Ya no podíamos dormir.

“La cosa” se nos hizo insoportable. Llamé al dueño y lo hice venir en la noche, cuando empezaban los “conciertos”, y él me prometió que regresaría en la mañana con un técnico de la Junta de Agua. Así lo hizo. El tipo que mandó el dueño llegó armado con un aparato como un estetoscopio, que aplicaba en todos los lugares... y con otras cosas que terminaban en gruesas mangueras, como bazukas flexibles, con las que lanzó bombas de aire desde el inodoro, desde el fregadero y desde el lavabo del baño.

“Ya está”, me dijo con una seguridad que, por segura, me pareció sospechosa, pero yo le beneficié con una duda razonable. “Ya purgué todas las tuberías”. Al fin y al cabo, no iba yo a dejar de llamarle si el problema continuaba.

“Guagrrr-guagrrr”, “blub-blub”, “pup-pup-pup”.

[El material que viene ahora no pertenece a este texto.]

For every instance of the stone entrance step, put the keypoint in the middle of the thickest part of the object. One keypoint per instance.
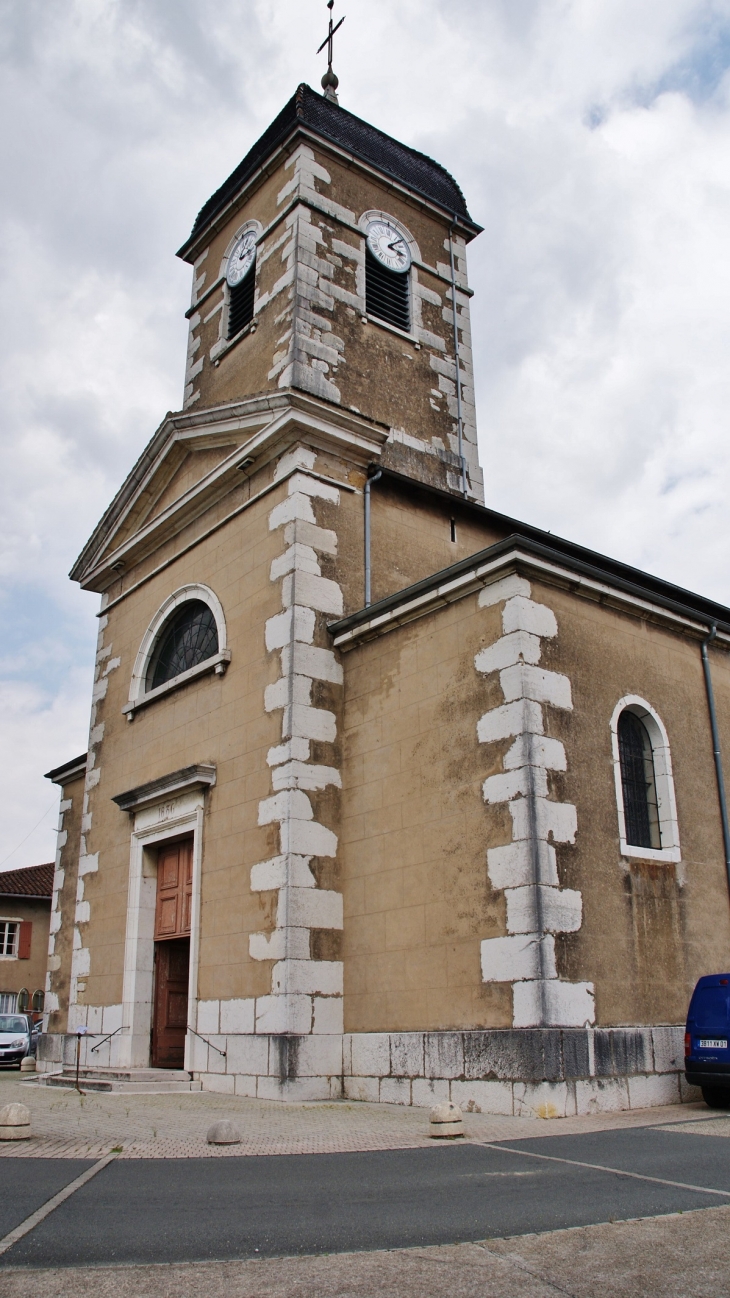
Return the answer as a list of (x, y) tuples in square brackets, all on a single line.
[(130, 1080)]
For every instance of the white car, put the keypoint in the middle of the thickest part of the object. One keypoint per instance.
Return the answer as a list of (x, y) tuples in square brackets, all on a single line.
[(16, 1039)]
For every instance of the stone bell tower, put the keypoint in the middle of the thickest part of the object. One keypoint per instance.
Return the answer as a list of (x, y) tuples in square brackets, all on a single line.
[(333, 261)]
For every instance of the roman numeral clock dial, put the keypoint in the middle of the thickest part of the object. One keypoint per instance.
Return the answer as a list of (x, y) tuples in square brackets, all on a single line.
[(240, 258), (389, 247)]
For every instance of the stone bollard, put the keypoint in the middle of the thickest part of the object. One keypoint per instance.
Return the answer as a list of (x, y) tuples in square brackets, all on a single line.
[(446, 1122), (224, 1133), (14, 1122)]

Aquello prosiguió sin embargo, noche tras noche, y ya se me reventaba la cabeza de los nervios.

Una noche, en la víspera de la nueva mudanza que habíamos ya programado hacia una colonia en el Norte, me armé con un talacho y me dispuse a perseguir los ruidos. Abrí, en un arranque de cólera, la pared de un fuerte golpe, dejando al desnudo un tubo grueso que supuse era del drenaje. Me respondió desde adentro un “blub-blub” que tomé yo como una burla hacia mi persona. A fuerza de golpear metal contra metal, el tubo de hierro colado se resquebrajó en todo lo ancho, y en seguida se descargó un chorro de aguas verdes y turbias que inundaron el patio. Yo resbalé con algo que salió con aquel torrente, algo viscoso que había pisado.

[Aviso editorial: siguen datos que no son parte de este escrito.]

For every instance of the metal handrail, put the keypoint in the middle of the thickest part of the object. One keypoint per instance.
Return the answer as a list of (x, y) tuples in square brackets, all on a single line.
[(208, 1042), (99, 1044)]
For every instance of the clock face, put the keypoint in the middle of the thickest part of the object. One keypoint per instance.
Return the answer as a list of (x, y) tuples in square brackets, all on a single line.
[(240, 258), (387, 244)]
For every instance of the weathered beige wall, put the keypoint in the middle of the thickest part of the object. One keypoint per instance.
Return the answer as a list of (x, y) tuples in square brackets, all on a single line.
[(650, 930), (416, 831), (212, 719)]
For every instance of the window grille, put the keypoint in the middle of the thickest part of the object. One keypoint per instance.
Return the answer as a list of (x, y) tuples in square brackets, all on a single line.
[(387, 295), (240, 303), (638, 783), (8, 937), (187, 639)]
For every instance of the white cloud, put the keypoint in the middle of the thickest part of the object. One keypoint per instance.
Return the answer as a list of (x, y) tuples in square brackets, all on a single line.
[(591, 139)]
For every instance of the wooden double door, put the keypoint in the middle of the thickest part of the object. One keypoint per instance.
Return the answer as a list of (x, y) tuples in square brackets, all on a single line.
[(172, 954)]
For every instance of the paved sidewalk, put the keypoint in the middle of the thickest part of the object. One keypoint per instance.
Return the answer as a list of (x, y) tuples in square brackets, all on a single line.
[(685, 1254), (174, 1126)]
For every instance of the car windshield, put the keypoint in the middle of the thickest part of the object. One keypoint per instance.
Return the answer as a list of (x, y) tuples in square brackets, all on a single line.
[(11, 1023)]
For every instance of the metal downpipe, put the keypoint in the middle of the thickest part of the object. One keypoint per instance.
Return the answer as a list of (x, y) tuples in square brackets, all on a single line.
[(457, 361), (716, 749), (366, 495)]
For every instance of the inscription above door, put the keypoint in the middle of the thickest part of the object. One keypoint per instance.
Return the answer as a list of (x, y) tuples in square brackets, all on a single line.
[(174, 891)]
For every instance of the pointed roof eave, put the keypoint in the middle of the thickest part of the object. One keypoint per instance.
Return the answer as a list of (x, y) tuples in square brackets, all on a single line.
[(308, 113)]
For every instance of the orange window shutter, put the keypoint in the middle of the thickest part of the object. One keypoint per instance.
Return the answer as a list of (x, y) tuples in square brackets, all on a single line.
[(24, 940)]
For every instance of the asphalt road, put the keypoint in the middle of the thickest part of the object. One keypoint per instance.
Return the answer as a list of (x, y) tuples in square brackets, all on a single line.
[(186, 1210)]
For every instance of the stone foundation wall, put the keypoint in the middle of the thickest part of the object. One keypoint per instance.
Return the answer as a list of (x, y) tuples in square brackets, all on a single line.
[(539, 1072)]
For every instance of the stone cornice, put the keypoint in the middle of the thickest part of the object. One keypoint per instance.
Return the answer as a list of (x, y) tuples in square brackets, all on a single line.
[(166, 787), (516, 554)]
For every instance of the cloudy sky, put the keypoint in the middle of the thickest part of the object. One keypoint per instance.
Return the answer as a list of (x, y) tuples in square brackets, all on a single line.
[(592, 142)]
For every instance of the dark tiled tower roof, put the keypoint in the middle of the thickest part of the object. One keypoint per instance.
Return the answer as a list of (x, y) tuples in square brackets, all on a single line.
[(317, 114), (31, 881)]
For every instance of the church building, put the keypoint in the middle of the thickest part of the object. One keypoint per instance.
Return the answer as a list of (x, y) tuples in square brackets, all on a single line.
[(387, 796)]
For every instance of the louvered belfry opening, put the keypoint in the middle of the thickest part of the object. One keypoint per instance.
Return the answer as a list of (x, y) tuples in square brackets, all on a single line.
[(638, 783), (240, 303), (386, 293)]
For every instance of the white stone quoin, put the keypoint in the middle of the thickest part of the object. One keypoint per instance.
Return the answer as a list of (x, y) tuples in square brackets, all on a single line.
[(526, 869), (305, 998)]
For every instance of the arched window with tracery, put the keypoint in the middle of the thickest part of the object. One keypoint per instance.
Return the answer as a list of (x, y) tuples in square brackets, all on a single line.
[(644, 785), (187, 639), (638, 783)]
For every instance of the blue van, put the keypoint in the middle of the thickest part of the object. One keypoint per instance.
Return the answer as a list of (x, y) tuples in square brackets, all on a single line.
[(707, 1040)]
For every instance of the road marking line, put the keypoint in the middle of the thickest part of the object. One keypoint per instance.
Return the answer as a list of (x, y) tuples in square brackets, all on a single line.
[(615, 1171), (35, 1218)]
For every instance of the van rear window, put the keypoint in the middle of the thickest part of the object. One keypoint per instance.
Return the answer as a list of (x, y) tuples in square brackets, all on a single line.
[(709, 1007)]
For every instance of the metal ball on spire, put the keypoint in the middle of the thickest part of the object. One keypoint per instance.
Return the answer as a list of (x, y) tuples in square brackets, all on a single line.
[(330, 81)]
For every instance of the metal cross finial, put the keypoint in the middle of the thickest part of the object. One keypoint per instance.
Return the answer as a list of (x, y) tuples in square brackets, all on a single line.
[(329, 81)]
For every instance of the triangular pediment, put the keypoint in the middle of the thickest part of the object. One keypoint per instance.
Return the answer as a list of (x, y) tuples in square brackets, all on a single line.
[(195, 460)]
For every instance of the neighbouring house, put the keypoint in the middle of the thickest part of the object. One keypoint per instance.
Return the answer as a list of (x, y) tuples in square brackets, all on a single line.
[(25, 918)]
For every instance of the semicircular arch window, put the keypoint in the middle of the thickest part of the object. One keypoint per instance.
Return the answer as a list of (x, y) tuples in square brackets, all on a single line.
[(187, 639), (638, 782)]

En el suelo, desesperado, con la respiración alterada como un fuelle, lleno de un terror incontrolable, me aferré según yo al cemento del fondo para impulsarme y levantar mi humanidad, pero al hacerlo, toqué aquella masa viscosa del tamaño de un balón pequeño. Era un ser vivo, sin forma definida, tal y como podría serlo una amiba si las amibas crecieran tanto. Aquello latía, como un corazón expulsado fuera del pecho, y yo lo mantuve, sin poder evitarlo, entre mis manos, sin definir si era mayor el asco, el terror o mi instinto de conservación. Fue este último el que resolvió aplastar al monstruoso y asqueroso ser.

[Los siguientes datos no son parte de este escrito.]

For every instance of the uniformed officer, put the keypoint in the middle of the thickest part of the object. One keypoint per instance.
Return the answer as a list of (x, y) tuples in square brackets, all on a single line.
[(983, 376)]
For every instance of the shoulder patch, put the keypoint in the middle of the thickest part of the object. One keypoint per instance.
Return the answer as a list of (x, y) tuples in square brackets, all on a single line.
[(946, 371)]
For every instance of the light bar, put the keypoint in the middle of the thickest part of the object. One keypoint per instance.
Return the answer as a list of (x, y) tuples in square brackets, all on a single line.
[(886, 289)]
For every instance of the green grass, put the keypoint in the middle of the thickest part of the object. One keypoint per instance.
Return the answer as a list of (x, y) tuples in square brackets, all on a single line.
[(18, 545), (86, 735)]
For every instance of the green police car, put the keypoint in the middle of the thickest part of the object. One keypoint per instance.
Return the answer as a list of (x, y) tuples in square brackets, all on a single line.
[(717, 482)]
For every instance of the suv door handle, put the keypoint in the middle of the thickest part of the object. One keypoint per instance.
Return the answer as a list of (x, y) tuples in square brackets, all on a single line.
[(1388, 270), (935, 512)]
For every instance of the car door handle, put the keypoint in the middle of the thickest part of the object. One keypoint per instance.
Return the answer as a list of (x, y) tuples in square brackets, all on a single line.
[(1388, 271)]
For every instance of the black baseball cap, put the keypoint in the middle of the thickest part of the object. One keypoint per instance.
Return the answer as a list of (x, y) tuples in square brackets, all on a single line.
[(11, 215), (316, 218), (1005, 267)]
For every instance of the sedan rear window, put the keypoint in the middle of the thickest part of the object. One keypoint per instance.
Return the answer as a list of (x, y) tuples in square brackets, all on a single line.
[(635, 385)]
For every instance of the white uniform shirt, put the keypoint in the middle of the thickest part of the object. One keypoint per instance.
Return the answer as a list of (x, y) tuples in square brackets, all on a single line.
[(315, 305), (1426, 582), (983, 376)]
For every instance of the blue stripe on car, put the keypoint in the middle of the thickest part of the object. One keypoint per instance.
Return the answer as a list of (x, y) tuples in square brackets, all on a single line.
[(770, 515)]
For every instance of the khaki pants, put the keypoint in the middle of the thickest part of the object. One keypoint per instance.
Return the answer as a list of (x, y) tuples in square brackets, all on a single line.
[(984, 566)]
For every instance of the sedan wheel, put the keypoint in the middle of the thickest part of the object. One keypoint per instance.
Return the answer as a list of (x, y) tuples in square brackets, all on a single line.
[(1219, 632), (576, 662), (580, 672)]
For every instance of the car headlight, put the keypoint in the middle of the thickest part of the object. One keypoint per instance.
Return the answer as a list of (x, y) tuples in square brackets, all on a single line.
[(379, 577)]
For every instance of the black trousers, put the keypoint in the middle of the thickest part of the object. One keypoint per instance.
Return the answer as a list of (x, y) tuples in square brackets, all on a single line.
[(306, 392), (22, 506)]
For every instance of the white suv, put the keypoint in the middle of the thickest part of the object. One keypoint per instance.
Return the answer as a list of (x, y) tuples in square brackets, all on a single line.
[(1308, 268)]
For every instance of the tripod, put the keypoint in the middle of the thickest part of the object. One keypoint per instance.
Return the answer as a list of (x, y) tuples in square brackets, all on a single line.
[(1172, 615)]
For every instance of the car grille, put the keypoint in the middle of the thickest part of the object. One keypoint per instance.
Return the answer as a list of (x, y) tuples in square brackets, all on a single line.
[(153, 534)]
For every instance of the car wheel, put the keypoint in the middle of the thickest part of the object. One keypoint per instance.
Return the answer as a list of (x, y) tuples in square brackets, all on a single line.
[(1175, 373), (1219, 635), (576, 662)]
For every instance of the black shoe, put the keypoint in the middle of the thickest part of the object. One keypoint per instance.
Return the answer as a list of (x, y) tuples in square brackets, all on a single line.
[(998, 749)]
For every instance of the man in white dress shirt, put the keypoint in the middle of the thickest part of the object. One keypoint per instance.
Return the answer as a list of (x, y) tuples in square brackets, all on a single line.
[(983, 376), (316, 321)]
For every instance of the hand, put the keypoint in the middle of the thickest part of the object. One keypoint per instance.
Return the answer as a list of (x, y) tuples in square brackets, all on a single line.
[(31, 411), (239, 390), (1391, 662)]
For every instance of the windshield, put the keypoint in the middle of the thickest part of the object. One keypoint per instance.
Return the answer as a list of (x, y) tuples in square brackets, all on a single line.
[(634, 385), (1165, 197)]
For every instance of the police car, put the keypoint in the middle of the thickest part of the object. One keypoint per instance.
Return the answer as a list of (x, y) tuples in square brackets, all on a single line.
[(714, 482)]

Aquello reventó en mis manos, y sentí como si hubiera asesinado a alguien. Todo, incluso la masa reventada, aquel moco indefinible y su cubierta celular, se fueron para siempre por el resumidero del patio, y nunca supimos qué había sido todo aquello.

Yo siempre me pregunté: ¿de qué naturaleza era aquella masa asquerosa de aquel bicho sin forma, aquella masa resbalosa al tacto que tanto asco me produjo? Nunca lo supe, pero desde aquella noche he guardado en mi ánimo la culpa de algo como un asesinato, como un homicidio.